Seit über 25 Jahren begleitete sie Babys, Kleinkinder und ihre Mütter – körpersystemisch, systemisch, bindungspädagogisch und in den letzten Jahren auch in der Krisenintervention. Ihre eigene frühe Mutterschaft im Alter von 18 Jahren prägte ihren beruflichen Weg nachhaltig. Aus persönlicher Erfahrung erwuchs eine lebenslange berufliche Berufung: Familien in sensiblen Lebensphasen Halt zu geben.
In ihrer Wiener Praxis für Bindungsförderung und Cranio-Sacrale-Impulsregulation begleitete sie über viele Jahre hinweg Familien mit großer Achtsamkeit und fachlicher Tiefe. Sie gründete das Wiener Institut für Bindungstherapie, veranstaltete Vorträge, leitete Gruppen und engagierte sich intensiv für bindungsorientierte Arbeit im deutschsprachigen Raum. Zudem war sie seit 2015 im Kriseninterventionsteam der Stadt Wien tätig und stand Familien auch in akuten Notlagen professionell und menschlich zur Seite.

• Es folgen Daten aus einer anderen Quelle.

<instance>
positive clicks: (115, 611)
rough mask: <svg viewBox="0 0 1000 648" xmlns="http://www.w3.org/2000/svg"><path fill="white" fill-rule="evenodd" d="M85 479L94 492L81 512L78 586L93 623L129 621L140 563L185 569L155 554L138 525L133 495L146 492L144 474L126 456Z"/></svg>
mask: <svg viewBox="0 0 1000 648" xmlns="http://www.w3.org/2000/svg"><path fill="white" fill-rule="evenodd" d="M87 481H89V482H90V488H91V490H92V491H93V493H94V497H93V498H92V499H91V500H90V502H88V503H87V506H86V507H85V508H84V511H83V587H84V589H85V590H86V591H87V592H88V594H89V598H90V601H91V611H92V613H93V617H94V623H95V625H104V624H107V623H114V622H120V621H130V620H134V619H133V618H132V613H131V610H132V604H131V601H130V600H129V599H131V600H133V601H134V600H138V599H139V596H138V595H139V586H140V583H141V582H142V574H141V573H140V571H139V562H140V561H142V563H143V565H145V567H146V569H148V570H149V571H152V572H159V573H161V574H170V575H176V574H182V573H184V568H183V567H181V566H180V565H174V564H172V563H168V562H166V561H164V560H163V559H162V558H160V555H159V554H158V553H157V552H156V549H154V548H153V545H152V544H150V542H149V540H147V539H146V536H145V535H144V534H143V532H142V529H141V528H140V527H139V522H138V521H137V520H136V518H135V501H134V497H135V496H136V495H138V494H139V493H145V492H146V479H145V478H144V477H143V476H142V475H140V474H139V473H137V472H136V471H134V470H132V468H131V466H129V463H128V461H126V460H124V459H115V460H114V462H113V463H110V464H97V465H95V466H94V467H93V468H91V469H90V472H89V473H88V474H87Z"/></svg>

Ihre Masterarbeit (Salzburg 2023) widmete sie dem Thema:
„Begleitung, Beratung und Therapie bei frühkindlichen Regulationsstörungen in Österreich: Multimethodische und mehrdimensionale Zugänge und Potenziale der Zusammenarbeit bei Schrei-, Schlaf- und Fütterstörungen im ersten Lebenshalbjahr.“
Im Rahmen ihrer Tätigkeit am Institut für Early Life Care untersuchte sie im Projekt Grow Together mit großer wissenschaftlicher Sorgfalt und beeindruckender analytischer Klarheit die Struktur der Familienbegleitung. Es faszinierte sie, wie Familien dort nicht nur Unterstützung durch einzelne Begleitpersonen erfahren, sondern ein Gefühl von Geborgenheit und dem Getragen Sein entwickeln. In ihrer qualitativen Auswertung zahlreicher Interviews gelang es ihr, dieses komplexe System differenziert zu erfassen und sichtbar zu machen, wie durch Struktur, Haltung und Zusammenarbeit ein nachhaltiges Vertrauen ins Leben entstehen kann. Dieses vielschichtige Zusammenspiel zu durchdringen und wissenschaftlich darzustellen, war eine ihrer großen Leistungen.
Mit Lin verlieren wir eine hochkompetente Kollegin, eine verbindende Kraft im Feld der frühen Kindheit – und vor allem einen zutiefst warmen, zugewandten Menschen.
Unsere Gedanken sind bei ihrer Familie, ihren Angehörigen und allen, die ihr nahestanden.
Ihr Engagement, ihre Menschlichkeit und ihr herzlicher Einsatz für Familien wirken in unserem Feld weiter. Wir sind dankbar für die Zeit, die wir mit Lin verbringen durften.